Note) Tensile strength at break is measured according to ASTM D638.

Elongation at break is measured according to ASTM D638.

The volume resistivity is measured at room temperature (20 ° C) and 90 ° C according to ASTM D2305.

Peel strength is measured according to Korea Electric Power Standard ESB 126-650 ~ 657.

VA in the table indicates vinyl acetate content; MI is the melt index.

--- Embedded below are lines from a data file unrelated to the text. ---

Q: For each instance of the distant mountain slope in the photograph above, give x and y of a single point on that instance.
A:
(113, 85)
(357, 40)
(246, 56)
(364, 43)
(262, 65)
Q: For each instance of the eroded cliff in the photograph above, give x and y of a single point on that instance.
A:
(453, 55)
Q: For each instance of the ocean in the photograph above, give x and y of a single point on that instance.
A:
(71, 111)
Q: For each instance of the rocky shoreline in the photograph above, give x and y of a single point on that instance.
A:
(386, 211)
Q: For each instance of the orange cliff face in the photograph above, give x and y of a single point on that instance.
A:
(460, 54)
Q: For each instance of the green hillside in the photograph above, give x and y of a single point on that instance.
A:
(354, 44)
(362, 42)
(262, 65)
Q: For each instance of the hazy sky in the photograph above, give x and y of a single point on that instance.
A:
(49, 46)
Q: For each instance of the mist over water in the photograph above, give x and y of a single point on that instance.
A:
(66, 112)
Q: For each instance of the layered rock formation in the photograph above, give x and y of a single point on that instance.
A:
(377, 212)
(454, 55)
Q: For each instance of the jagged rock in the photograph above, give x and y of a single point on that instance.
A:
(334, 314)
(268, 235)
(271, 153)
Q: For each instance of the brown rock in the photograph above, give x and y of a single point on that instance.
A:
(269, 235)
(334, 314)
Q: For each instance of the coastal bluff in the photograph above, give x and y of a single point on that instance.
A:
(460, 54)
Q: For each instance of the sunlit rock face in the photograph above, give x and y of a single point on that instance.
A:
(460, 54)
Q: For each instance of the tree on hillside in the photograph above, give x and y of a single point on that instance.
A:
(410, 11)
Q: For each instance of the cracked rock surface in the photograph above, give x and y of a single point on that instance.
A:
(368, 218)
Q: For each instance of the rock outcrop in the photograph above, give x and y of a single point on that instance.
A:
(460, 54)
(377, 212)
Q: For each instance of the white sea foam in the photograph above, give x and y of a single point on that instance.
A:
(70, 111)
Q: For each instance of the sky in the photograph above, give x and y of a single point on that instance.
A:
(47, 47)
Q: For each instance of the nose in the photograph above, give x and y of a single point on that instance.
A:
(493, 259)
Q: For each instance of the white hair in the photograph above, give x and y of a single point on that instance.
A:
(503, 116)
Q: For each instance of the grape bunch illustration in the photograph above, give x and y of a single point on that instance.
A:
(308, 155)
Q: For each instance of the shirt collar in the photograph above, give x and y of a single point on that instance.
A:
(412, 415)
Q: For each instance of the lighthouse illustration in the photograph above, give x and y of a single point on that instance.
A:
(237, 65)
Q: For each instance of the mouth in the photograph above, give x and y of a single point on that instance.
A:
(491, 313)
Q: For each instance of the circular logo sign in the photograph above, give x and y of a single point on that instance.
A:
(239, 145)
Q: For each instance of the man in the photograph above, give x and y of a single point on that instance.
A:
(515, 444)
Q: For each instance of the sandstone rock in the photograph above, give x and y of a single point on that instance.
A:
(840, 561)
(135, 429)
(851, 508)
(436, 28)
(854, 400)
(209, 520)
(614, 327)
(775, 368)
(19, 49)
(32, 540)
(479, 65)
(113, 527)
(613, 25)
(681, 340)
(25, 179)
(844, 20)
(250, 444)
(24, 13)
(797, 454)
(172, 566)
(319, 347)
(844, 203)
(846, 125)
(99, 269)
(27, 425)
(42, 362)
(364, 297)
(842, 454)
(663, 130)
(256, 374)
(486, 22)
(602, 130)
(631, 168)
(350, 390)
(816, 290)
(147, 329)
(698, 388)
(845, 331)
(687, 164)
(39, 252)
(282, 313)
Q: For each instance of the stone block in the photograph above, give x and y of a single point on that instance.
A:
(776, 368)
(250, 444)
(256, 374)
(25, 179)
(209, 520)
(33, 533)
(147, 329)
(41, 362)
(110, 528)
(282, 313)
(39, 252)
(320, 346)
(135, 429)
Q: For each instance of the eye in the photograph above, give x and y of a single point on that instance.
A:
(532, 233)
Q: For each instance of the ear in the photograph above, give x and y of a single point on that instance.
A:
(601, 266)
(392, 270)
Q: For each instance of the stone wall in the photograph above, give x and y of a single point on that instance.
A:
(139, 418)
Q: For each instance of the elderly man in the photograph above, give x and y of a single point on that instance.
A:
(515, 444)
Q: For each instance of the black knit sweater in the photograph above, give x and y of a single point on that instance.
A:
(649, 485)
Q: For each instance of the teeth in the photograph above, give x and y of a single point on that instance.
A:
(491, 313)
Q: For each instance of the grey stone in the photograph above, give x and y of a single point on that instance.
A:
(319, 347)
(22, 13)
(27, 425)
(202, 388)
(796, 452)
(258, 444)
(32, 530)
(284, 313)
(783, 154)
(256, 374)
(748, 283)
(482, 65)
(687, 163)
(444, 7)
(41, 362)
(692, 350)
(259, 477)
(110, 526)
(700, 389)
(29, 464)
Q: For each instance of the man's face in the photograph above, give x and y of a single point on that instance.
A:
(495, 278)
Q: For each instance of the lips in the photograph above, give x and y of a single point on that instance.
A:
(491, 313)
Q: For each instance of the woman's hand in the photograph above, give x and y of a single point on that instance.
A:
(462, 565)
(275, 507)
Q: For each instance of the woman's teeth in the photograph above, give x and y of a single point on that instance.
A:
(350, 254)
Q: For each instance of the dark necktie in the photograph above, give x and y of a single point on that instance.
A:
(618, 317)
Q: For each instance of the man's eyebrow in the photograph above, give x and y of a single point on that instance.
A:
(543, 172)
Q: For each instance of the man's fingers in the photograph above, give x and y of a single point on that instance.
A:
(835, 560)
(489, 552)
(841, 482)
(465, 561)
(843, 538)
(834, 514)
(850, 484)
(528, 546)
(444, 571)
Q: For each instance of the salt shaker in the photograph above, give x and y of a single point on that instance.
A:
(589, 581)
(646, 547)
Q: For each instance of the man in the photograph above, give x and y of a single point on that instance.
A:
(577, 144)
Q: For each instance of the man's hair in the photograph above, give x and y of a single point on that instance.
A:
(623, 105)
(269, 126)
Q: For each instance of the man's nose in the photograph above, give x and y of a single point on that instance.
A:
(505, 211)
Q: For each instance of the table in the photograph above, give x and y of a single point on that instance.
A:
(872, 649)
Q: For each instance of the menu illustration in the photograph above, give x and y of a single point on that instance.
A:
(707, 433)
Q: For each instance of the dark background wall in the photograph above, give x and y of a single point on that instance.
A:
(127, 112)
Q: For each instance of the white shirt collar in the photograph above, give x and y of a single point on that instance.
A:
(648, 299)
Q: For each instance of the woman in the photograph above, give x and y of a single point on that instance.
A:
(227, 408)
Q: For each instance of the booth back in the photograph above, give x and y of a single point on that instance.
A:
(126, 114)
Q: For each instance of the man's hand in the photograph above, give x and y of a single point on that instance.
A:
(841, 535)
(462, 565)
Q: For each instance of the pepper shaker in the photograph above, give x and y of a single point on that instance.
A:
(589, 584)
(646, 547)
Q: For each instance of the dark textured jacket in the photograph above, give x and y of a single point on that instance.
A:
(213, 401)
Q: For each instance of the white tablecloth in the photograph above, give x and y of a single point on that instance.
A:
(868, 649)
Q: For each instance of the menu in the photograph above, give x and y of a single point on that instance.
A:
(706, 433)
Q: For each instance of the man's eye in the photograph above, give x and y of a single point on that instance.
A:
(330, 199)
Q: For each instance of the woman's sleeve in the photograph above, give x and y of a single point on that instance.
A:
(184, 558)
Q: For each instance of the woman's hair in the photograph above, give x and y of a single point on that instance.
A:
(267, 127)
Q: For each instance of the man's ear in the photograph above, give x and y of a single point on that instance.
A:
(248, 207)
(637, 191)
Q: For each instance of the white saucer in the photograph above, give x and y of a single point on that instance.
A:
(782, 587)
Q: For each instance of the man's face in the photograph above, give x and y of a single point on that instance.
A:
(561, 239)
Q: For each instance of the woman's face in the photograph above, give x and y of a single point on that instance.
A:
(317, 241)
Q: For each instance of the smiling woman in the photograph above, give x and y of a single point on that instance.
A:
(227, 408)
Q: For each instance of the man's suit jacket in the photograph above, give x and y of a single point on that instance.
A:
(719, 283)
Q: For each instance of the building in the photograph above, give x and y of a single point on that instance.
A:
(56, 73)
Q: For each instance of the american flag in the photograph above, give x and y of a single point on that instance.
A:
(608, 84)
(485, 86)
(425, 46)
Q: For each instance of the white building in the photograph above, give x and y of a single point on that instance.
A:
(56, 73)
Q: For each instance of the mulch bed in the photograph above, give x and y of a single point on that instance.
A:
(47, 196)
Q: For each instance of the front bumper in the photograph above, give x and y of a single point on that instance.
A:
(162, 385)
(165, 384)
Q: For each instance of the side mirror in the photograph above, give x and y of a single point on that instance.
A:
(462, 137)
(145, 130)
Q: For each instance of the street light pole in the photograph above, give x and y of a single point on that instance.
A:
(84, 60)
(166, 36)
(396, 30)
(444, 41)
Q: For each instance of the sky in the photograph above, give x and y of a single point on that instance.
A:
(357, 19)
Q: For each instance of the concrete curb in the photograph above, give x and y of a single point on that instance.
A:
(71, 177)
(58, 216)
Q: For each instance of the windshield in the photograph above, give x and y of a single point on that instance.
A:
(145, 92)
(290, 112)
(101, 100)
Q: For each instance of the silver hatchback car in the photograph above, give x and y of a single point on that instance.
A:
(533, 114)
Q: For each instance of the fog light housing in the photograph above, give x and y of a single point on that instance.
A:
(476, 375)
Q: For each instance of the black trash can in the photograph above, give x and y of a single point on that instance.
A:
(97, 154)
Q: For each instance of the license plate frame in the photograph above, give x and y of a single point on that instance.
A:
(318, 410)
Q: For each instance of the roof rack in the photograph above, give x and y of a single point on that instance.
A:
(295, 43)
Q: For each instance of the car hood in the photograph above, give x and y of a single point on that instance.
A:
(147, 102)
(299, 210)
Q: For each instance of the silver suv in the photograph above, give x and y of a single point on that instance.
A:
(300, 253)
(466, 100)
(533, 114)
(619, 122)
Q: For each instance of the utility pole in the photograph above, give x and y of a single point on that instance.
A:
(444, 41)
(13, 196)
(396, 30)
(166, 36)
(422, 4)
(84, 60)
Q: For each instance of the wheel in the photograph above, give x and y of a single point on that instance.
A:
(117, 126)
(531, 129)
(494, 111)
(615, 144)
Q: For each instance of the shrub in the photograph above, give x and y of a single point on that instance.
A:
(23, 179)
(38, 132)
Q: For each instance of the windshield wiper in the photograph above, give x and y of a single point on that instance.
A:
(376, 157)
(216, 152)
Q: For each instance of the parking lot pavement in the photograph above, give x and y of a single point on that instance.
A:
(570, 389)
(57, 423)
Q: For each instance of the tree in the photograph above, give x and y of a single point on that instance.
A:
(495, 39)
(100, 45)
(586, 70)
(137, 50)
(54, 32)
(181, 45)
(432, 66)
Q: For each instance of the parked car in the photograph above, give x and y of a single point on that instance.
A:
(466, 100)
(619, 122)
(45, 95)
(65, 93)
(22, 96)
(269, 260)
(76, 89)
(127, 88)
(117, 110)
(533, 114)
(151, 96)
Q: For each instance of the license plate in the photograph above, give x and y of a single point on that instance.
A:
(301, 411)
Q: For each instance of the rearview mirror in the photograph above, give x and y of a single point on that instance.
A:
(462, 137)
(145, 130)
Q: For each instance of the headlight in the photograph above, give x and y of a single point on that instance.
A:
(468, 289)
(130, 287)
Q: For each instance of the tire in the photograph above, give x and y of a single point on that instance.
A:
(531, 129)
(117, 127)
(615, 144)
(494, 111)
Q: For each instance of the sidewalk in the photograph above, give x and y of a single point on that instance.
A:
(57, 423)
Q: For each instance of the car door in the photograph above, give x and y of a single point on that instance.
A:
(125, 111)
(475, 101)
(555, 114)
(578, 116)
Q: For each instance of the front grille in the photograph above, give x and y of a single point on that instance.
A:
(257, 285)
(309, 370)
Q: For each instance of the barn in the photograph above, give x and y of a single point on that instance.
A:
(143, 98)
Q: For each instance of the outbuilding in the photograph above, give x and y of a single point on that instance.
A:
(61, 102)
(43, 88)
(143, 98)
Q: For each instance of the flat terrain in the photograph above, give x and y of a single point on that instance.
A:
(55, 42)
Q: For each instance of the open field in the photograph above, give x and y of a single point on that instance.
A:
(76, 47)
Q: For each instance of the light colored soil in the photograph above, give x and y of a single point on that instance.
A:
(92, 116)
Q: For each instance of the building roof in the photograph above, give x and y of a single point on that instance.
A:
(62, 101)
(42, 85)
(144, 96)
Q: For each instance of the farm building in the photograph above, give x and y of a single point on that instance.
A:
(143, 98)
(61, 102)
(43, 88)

As can be seen from the results of Table 1, the semiconductive resin composition prepared according to the present invention (Example 1) is equivalent to the conventional composition (Comparative Examples 1 to 3) that does not use acrylonitrile butadiene rubber. While maintaining the volume resistivity, the mechanical properties are excellent, and in particular, the most important peeling property is excellent in the external semiconductive resin composition for a high voltage power cable.

Claims (3)

A semiconducting resin composition for a high voltage power cable comprising a base resin of ethylene-vinyl acetate copolymer, conductive carbon black, an antioxidant, and a crosslinking agent, wherein the bonded acrylonitrile content is 25 to 40 weight percent, and the Mooney viscosity ( Mooney viscosity, M _{L1 + 4} , 100 ° C.) is 40 to 65, and 5 to 20 parts by weight of acrylonitrile butadiene rubber satisfying the condition that the volatile component is less than 1 percent is added based on 100 parts by weight of the base resin. Semiconducting resin composition, characterized in that made. The method of claim 1, The ethylene-vinyl acetate copolymer is a semiconductive resin composition, characterized in that the melt index is in the range of 1 to 30g / 10 minutes, the content of vinyl acetate is in the range of 20 to 40% by weight. The method according to any one of claims 1 to 2, Semiconductive resin composition, characterized in that the base resin is used in an amount of 40 to 70% by weight relative to the total composition.